Updated: 2013-10-28 00:37
By ALFRED ROMANN in Hong Kong and BEN YUE in Bali ( China Daily)

Efforts made to remove export, import barriers as Asia's intra-regional commerce evolves

Trade winds put protectionism on agenda

Tucked away in a corner of Malaysia is the sultanate of Brunei Darussalam, a tiny country along 161 km of coast with just 415,000 people who enjoy some of the highest standards of living in the region.

Thanks to plentiful oil and gas, Brunei has the second-highest per capita GDP among the 10 countries of the Association of Southeast Asian Nations (ASEAN).

But Brunei has a problem. The oil and gas that make the country rich account for two-thirds of its economic output. That is ultimately not sustainable, as the Brunei Economic Development Board points out in its latest vision statement for the country.

Instead, Brunei is looking to increase trade with its neighbors to both diversify and build a more stable foundation.

With global demand still slack, many Asian economies such as Brunei are counting on intra-regional trade, powered by greater domestic demand, to sustain and drive economic growth.

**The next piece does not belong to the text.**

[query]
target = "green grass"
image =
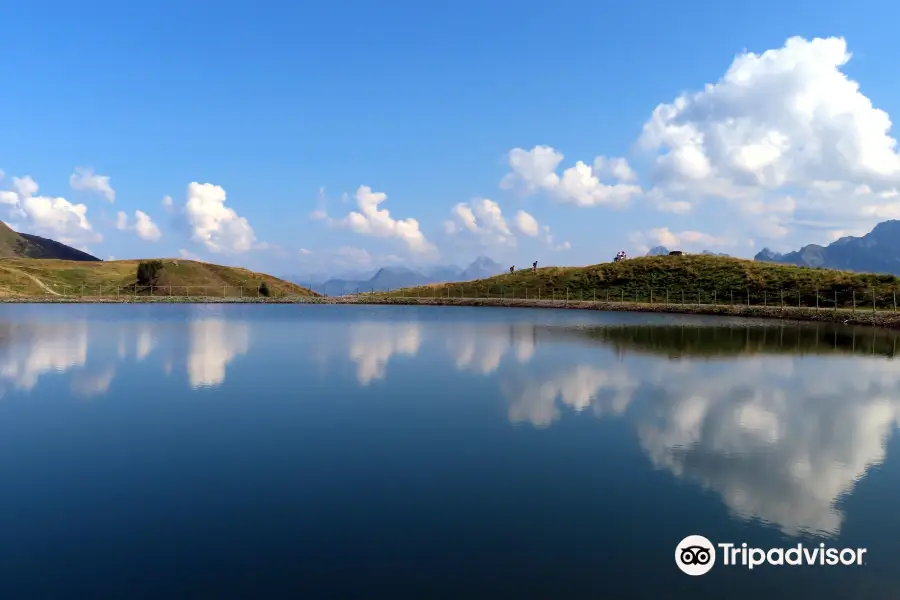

ASEAN's experience is a case in point. The bloc's intra-regional trade and trade with China now accounts for about 37 percent of its total, up from 26 percent in 2000. On the other hand, the proportion of ASEAN's trade with the US has fallen from 20 percent in 2000 to 10 percent in 2011 while trade with Europe has dropped from 15 percent to 11 percent.

Freer trade, at least for the foreseeable future, is likely to happen on a regional basis. "Any move to create free trade is always positive," says Matthew Circosta, an economist at Moody's Analytics. "There are certainly some political tensions… (but) in the longer term, it will certainly create growth."

With the Doha Round of World Trade Organization (WTO) negotiations all but stalled and a resurgence of protectionism in the wake of the global financial crisis of 2008, it has been left to partners and neighbors to lower barriers to trade by creating regional blocs. Nowhere are these trade blocs more visible than in Asia.